La universidad catalana en su laberinto

Las víctimas colaterales del fracasado “procés” van cobrando piezas con el paso de los días, gestionar la frustración supone entrar en un complicado laberinto. El documento aprobado por el claustro de la universidad de Barcelona y secundado por las demás universidades evidencia unas pretensiones desmesuradas y alejadas de los principios democráticos, del Estado de Derecho y de la separación de poderes que se enseña en todas las universidades.

Que académicos con títulos y obra incurran en tantos disparates, invocando el deber de “no guardar silencio” por parte de la institución universitaria ante la represión resulta asombroso. Por esa misma razón hubieran tenido que pronunciarse ante las leyes (manifiestamente inconstitucionales y nada democráticas) del Parlamento catalán en septiembre de 2017. Entonces callaron y confundieron.

La sentencia del Tribunal Supremo se puede criticar, lo han hecho no pocos expertos en derecho político y penal, se puede defender (son muchos los que los han hecho con carga argumental y doctrinal) pero la descalificación que hace el manifiesto de las universidades catalanas solo merece un suspenso sin laude desde una posición académica.

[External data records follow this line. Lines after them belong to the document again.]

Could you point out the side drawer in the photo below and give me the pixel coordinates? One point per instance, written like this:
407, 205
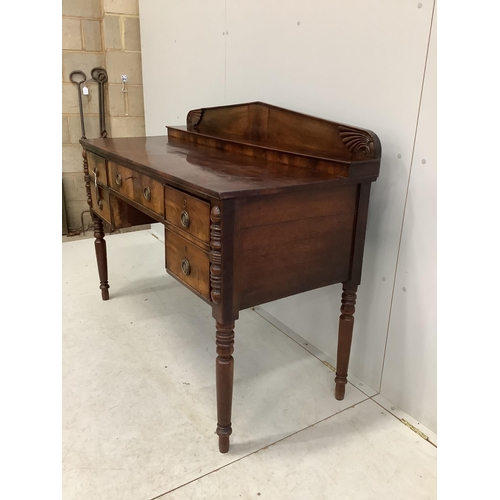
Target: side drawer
138, 187
189, 263
188, 213
97, 168
100, 203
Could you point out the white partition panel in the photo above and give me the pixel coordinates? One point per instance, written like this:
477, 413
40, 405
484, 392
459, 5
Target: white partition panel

Exigir la inmediata libertad de los condenados y el sobreseimiento de todos los procedimientos judiciales abiertos coloca a estos gestores universitarios a la altura de los activistas más iletrados e iluminados. Es evidente que las condiciones en las que se aprobó el documento son muy discutibles, la asistencia a los claustros ha sido minoritaria, los silencios impuestos o asumidos ante el debate (¿hubo debate?) es ominoso.

La confrontación entre los estudiantes y profesores que quieren asistir e impartir clases con los insurgentes encapuchados y autoritarios no ha tenido la respuesta debida de las autoridades, convertidas en cobardes cómplices de los violentos. Algún rector ha llegado al paroxismo sosteniendo en público la emoción que le causaba la actitud de los violentos. ¿Es ese el acervo universitario? ¿Cómo es que personas educadas lleguen a semejante disparate? El laberinto en que se extravían las universidades catalanas es un buen ejemplo de los monstruos que produce ese nacionalismo emocional, ofuscado, irracional que se ha impuesto en una buena parte de la sociedad catalana.